Vejamos alguns números: o déficit urbano na oferta de serviços de abastecimento de água caiu de 14% para 8,8%, sem, no entanto, considerarem-se aspectos qualitativos como a intermitência na prestação do serviço; o déficit de esgoto sanitário foi reduzido de 54% para 50,6%, mas estima-se que apenas 10% dos esgotos recebiam no período - e tenham certeza de que esse quadro não se modificou até os dias atuais - algum tipo de tratamento; o déficit na coleta de lixo caiu de 20% para 9,3%, mas somente 29% do lixo recolhido – o número é estarrecedor - tinha e tem destino adequado nas cidades brasileiras.  

Apesar dos bons resultados obtidos com relação ao abastecimento de água, constata-se enorme carência de serviços nos estratos sociais de renda mais baixa e nível reduzido de cobertura na coleta e tratamento de esgotos. O que se verifica com isso é o lançamento de 90% dos esgotos coletados sem tratamento adequado ou até mesmo in natura nos mananciais, nas praias e na terra.  

O fato mais recente de agressão ao meio ambiente, noticiado pelas manchetes de jornais, é a desatenção das autoridades com a Lagoa Rodrigo de Freitas, no Rio de Janeiro, que corre o risco de virar verdadeiro esgoto a céu aberto. Cartão postal do Brasil, a Lagoa é um exemplo dos muitos casos de poluição ambiental que ocorrem cotidianamente na quase totalidade das cidades brasileiras. Em determinadas abordagens, o caso da Lagoa parece um número isolado, mas não é verdade.  

Sr. Presidente, o sistema de saneamento do nosso País foi concebido para garantir ao setor público, representado por 27 companhias estaduais de saneamento, a exclusividade na oferta, controle, regulação e transferência de recursos orçamentários e financiamentos destinados ao setor. O caráter monopolista dessas empresas resultou em concessionárias ineficientes, se comparadas a padrões internacionais. É muito simples comprovar isso: é só fazer comparação entre o serviço prestado por essas concessionárias aqui no Brasil e o serviço prestado no resto do mundo, até mesmo na América Latina.  

O custo da ineficiência operacional vem sendo repassado ao consumidor ou financiado com recursos de natureza fiscal.
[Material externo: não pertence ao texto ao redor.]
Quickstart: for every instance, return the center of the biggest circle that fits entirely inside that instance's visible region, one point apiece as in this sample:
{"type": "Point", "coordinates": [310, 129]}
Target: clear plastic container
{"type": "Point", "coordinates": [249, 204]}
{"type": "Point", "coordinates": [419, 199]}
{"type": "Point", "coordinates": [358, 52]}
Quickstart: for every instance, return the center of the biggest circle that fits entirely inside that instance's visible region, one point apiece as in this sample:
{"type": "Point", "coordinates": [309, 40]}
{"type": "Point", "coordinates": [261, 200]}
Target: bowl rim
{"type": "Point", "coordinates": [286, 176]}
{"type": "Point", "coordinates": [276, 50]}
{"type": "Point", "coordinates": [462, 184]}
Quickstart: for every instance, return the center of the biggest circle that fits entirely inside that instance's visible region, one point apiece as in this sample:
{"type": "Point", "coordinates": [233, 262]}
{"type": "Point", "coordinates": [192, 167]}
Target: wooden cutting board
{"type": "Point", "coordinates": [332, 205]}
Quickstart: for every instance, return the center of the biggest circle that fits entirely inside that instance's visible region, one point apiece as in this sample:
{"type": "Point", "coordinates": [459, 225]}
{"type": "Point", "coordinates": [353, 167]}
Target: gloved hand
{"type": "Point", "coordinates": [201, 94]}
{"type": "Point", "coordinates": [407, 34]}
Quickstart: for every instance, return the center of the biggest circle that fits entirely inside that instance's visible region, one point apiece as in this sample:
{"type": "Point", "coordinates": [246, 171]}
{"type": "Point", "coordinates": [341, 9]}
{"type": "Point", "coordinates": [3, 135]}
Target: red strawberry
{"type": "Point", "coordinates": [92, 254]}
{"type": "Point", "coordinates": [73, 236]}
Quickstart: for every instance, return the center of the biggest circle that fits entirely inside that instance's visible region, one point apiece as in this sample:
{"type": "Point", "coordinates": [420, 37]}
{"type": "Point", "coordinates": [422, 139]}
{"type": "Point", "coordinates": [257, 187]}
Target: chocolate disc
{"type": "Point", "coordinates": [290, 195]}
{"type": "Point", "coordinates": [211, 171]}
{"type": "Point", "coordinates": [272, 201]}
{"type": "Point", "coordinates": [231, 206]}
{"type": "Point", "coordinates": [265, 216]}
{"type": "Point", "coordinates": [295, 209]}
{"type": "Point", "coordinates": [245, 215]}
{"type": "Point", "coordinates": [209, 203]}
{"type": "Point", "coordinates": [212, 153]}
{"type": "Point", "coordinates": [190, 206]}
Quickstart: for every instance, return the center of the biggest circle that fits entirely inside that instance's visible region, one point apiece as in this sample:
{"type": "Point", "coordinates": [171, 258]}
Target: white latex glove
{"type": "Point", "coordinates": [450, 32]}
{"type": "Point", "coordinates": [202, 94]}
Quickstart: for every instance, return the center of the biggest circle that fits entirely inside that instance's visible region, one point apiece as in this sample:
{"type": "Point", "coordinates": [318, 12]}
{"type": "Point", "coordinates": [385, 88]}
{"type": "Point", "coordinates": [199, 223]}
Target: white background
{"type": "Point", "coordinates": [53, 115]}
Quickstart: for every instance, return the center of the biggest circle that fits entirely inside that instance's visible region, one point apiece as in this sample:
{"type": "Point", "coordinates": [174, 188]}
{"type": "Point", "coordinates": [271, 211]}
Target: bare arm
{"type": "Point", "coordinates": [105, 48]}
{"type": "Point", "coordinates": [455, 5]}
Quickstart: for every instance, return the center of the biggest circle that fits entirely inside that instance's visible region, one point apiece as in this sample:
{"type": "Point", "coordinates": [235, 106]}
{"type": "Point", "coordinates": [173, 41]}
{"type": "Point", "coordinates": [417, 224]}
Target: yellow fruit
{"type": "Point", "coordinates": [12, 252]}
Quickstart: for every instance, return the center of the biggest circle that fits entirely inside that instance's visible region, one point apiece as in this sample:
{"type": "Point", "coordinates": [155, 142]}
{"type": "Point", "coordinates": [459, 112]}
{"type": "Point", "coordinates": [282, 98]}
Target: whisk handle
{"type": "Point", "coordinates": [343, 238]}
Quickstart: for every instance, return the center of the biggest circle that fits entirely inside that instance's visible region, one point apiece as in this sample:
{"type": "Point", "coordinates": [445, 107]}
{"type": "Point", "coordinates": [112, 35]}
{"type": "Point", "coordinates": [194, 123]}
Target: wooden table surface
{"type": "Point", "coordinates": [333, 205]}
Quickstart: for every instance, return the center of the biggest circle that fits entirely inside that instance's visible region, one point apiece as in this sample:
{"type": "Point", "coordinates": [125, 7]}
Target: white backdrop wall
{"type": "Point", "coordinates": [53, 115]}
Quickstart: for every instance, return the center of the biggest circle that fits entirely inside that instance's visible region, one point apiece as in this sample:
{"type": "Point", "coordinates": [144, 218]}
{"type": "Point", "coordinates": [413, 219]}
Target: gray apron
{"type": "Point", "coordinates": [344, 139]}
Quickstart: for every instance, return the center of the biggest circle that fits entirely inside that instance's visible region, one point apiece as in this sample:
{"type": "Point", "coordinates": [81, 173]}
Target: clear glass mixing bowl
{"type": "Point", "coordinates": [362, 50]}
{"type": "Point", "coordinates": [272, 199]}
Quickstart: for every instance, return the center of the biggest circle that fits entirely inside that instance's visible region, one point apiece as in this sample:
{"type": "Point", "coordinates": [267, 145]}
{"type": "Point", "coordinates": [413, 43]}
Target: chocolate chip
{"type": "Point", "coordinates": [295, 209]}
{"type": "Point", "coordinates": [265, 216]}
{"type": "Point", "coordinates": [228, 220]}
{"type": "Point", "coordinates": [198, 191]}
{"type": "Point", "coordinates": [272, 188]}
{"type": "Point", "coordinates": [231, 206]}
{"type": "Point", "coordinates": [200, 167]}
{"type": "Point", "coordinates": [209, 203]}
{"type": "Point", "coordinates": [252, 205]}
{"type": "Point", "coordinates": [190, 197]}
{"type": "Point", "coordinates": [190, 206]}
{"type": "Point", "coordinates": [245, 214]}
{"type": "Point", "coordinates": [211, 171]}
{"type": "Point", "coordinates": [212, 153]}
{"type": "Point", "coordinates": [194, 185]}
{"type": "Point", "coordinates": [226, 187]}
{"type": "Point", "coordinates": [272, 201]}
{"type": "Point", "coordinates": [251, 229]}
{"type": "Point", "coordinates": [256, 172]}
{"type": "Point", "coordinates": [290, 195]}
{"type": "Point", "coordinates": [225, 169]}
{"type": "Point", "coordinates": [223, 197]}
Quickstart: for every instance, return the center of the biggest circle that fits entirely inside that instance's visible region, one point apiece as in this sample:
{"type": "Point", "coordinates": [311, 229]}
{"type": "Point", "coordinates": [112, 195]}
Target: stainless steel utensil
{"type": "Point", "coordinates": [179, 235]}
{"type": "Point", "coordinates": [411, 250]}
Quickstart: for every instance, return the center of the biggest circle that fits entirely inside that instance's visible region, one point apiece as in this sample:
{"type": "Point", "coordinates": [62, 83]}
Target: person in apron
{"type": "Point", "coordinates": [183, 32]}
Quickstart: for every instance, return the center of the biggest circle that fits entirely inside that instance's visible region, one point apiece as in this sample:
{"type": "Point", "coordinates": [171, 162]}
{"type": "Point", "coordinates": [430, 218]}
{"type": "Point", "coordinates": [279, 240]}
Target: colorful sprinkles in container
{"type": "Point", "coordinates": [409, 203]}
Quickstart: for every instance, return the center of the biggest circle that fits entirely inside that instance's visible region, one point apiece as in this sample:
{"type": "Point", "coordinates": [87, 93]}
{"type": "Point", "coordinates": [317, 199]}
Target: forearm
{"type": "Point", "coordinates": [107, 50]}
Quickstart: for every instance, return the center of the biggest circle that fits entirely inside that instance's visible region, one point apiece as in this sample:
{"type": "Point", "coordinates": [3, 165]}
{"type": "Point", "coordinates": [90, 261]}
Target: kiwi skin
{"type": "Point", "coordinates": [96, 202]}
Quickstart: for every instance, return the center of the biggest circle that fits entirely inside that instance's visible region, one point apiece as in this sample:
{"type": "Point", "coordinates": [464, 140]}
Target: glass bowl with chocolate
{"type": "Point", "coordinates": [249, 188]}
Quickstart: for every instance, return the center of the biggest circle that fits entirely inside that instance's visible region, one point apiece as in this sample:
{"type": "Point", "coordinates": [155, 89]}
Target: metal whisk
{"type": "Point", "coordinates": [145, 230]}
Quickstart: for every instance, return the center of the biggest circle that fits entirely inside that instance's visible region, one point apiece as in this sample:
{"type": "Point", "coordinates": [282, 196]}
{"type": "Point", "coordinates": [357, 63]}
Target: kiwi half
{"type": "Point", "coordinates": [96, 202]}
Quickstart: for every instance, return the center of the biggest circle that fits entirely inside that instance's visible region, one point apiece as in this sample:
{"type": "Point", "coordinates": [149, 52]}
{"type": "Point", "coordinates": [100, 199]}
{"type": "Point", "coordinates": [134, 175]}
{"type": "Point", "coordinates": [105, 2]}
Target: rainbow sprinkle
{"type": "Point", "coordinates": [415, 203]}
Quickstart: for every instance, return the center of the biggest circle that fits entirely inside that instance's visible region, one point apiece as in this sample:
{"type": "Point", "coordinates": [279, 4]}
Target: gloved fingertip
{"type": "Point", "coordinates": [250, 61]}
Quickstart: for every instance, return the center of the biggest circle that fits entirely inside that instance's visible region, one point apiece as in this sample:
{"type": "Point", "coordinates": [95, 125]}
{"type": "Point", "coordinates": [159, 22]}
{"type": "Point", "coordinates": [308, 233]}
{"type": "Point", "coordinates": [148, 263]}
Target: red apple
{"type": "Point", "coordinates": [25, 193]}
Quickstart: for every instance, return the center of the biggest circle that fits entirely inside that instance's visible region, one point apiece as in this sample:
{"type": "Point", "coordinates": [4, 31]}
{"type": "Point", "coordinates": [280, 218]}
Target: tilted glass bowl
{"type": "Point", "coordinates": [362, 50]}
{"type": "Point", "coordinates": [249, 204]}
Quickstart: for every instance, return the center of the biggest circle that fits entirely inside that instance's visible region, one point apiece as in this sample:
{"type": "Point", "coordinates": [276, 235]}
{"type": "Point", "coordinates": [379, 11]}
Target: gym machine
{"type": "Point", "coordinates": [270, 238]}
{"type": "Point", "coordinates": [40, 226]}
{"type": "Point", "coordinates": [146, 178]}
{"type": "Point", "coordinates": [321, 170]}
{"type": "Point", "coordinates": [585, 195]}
Com isso, o preço médio das tarifas estabelecidas no Brasil estacionou entre os mais altos da América Latina. Essa ineficiência das companhias de água e esgoto custa anualmente R$1,5 bilhão, quantia considerável se considerado o faturamento médio do setor em nosso País, que foi de R$7,9 bilhões em 1997.  

A falta de uma política de saneamento reflete-se também no fraco desempenho da gestão de resíduos sólidos nas cidades brasileiras, sobretudo na disposição final do lixo urbano, gerando graves problemas sanitários, tais como contaminação dos mananciais e o agravamento das enchentes nos principais centros urbanos do País. Estamos aí a ver as notícias nos jornais, quase que mensais, de episódios que destroem o patrimônio das famílias, que levam doença e dificuldades de toda a ordem para a população das cidades brasileiras. O município responsável pela coleta e reciclagem do lixo carece, em geral, de capacitação institucional e de suporte financeiro e técnico para enfrentar o problema de forma adequada.  

Para agravar o quadro, entro na questão da drenagem urbana. Até oito anos atrás, estimativas oficiais indicavam que havia 45 milhões de habitantes em nosso País não atendidos por sistemas de drenagem urbana. A crescente impermeabilização das superfícies, a utilização mista de sistema existente (esgoto e drenagem) e a ausência de uma política de uso do solo são hoje, Sr. Presidente, os principais problemas da drenagem urbana, que se acentua pela necessidade de soluções onerosas e carência de investimentos, com reflexo direto em setores como saúde e transporte.  

Não é novidade, Sr. Presidente, para nenhum dos Srs. e Srªs Senadoras que falta à grande parte das cidades um plano diretor urbano, com uma proposta concreta, clara, definida, de uso e ocupação do solo. A multiplicação de periferias nas cidades reclama um modelo de urbanização de favelas, onde pesados investimentos, Sr. Presidente, não acabem – como acontece nos dias atuais – sendo feitos em áreas de ocupação, desordenadamente, servindo à especulação imobiliária, tendo como resultado quase sempre a expulsão dos antigos moradores, que chegaram às áreas de mangue ou de morro, alimentando esse círculo vicioso de concentração de renda e de riqueza no nosso País.  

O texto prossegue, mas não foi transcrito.